The conventions above were verified against canonical sources during the v0.49.0 audit:

PEP 8 — Style Guide for Python Code — module/class/function/variable/constant naming, leading-underscore privacy.
scikit-learn Developing estimators — fit/predict contract, trailing-underscore for fitted attributes, parameter names y_true / y_pred / y_score / n_jobs.
numpydoc Format Spec — docstring sections + 75-col prose rule.
Google Python Style Guide — TypeVar leading-underscore (§3.19.10) for internal types.
Scientific Python SPEC 7 — Seeding pseudo-random number generation — rng: RNGLike | SeedLike | None parameter convention (adopted in v0.50.0; documented here so the rule locks now).

Eval-toolkit deviates from industry conventions in four places, all intentional and documented:

Unicode math identifiers (π, θ, μ, σ, α, β) are permitted in math kernels with required English-comment alias — per STYLE.md §3 and §16. PEP 8 forbids non-ASCII; eval-toolkit’s math-paper-fidelity domain justifies the exception.
set_global_seeds(seed: int) keeps seed even after the v0.50.0 SPEC 7 adoption — this is a global-state setter, not a per-function RNG argument, so SPEC 7 doesn’t apply.
Adversarial dataclass fields keep seed: int = 42 because they use Python’s stdlib random.Random(seed), not NumPy’s Generator. SPEC 7’s typing (RNGLike = np.random.Generator | ...) is strictly NumPy-scoped.
cluster_bootstrap_ci(statistic=) keeps the scipy-flavored statistic name (scipy.stats.bootstrap uses it) despite §D4 reserving metric for this callable role — not by intent but by Tier-1 freeze; see the Known-deviations note under D4 and the v2.0 queue (#116).

Forward enforcement#

Every PR that adds a new public symbol MUST satisfy these conventions or document the exception in the PR description.
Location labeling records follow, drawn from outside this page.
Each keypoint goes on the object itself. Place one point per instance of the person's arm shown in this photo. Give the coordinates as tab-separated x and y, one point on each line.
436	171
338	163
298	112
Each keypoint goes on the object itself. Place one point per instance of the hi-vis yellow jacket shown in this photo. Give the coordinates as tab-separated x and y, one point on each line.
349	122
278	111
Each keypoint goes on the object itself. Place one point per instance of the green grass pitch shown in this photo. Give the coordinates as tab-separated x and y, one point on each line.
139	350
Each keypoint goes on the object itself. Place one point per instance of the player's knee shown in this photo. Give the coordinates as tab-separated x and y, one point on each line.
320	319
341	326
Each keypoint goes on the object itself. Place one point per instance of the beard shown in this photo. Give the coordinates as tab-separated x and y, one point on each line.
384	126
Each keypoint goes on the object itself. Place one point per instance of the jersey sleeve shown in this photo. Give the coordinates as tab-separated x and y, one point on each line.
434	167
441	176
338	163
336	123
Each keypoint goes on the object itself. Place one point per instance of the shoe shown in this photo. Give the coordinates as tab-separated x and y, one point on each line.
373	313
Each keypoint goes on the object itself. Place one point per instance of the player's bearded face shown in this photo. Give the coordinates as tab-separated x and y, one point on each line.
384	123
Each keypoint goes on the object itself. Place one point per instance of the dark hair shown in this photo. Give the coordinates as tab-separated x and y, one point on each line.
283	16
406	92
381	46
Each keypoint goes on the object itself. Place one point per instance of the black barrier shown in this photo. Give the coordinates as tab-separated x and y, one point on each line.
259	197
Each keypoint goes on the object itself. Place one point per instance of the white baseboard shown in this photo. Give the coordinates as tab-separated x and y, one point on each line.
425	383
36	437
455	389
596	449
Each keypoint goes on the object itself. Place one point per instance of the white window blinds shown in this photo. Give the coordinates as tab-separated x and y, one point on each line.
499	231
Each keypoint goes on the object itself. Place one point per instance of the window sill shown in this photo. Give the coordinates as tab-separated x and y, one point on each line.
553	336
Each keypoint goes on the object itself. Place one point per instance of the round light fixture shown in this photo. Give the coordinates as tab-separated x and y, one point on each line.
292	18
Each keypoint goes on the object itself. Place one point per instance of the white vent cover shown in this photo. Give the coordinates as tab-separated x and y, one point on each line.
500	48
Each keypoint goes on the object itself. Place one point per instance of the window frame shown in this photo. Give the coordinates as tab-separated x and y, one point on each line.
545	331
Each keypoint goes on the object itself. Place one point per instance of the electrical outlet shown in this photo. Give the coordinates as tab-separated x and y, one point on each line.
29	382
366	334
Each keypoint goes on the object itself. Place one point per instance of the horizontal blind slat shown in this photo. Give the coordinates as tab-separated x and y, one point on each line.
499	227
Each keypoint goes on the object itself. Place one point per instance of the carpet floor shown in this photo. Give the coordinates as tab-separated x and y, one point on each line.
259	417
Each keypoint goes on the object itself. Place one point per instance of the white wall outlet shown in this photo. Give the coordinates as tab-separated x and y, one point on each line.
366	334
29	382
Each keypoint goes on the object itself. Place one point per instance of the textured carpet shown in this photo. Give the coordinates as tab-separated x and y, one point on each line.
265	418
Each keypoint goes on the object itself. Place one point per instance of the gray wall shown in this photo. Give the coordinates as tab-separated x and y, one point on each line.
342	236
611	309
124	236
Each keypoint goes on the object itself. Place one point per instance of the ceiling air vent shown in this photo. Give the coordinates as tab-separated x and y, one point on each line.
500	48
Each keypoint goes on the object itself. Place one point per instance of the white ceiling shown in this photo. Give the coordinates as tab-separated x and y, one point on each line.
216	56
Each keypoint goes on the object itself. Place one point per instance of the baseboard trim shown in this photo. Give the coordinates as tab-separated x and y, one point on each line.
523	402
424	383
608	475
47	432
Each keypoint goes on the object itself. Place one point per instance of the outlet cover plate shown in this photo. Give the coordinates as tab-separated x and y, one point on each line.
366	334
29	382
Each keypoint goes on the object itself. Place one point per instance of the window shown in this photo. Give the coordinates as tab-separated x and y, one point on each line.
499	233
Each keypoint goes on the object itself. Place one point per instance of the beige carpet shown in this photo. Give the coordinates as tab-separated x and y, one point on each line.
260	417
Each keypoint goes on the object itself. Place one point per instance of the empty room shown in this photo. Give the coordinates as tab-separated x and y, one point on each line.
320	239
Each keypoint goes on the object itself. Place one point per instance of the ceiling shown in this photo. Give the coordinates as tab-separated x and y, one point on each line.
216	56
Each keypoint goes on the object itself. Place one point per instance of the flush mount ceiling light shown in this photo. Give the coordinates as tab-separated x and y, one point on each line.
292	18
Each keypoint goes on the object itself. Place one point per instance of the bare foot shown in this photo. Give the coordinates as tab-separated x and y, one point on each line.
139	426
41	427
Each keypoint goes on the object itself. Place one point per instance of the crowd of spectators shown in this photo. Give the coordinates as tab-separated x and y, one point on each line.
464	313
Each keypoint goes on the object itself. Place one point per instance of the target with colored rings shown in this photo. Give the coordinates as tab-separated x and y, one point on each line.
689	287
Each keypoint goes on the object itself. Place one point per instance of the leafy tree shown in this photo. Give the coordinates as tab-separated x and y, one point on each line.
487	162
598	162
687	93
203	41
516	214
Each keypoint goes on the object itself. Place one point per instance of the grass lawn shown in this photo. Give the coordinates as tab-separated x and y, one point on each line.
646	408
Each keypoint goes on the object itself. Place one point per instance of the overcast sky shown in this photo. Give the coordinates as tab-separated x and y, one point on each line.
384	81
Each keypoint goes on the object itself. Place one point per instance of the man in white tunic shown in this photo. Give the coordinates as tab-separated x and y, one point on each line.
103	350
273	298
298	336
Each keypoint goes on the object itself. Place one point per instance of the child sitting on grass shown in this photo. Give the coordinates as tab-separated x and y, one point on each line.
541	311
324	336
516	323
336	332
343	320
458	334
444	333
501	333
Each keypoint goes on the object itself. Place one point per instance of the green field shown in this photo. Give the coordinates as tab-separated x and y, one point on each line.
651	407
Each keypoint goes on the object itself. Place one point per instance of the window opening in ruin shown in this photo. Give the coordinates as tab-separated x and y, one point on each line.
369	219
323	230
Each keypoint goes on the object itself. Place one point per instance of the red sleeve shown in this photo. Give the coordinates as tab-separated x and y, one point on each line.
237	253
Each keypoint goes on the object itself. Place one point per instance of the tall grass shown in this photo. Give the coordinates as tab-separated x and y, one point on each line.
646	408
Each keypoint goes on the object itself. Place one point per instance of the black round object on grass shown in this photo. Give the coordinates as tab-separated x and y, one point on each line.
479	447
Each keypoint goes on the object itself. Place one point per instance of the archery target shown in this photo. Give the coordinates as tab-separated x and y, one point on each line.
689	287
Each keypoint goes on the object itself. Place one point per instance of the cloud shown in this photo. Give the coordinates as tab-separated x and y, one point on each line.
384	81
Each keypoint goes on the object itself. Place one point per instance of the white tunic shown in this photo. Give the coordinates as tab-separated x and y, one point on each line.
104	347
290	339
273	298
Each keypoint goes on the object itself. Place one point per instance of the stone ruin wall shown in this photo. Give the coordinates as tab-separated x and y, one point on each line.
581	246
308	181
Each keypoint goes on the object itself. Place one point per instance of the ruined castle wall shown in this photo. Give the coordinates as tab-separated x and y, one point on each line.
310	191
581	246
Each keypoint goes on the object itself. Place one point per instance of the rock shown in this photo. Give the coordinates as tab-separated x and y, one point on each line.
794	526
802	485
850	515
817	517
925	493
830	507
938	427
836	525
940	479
There is no automated lint enforcement yet — that is a v1.x candidate (deferred N8 in the v0.49.0 plan; tracked as a future-improvement issue once the patterns have settled across a couple of v1.x minors).

References#

ADR 0001 — Flat module layout (cross-references the asymmetric-promotion principle).
ADR 0002 — Scorecard as primary metric surface.
ADR 0003 — Stability contract + Gate 3 methodology (defines the Tier-1/2/3 framework these naming rules operate inside).
STYLE.md (root) — contributor-facing daily reference; this ADR is the decision record.
~/.claude/plans/what-git-issues-are-bright-torvalds.md — the v0.49.0 plan that produced this ADR.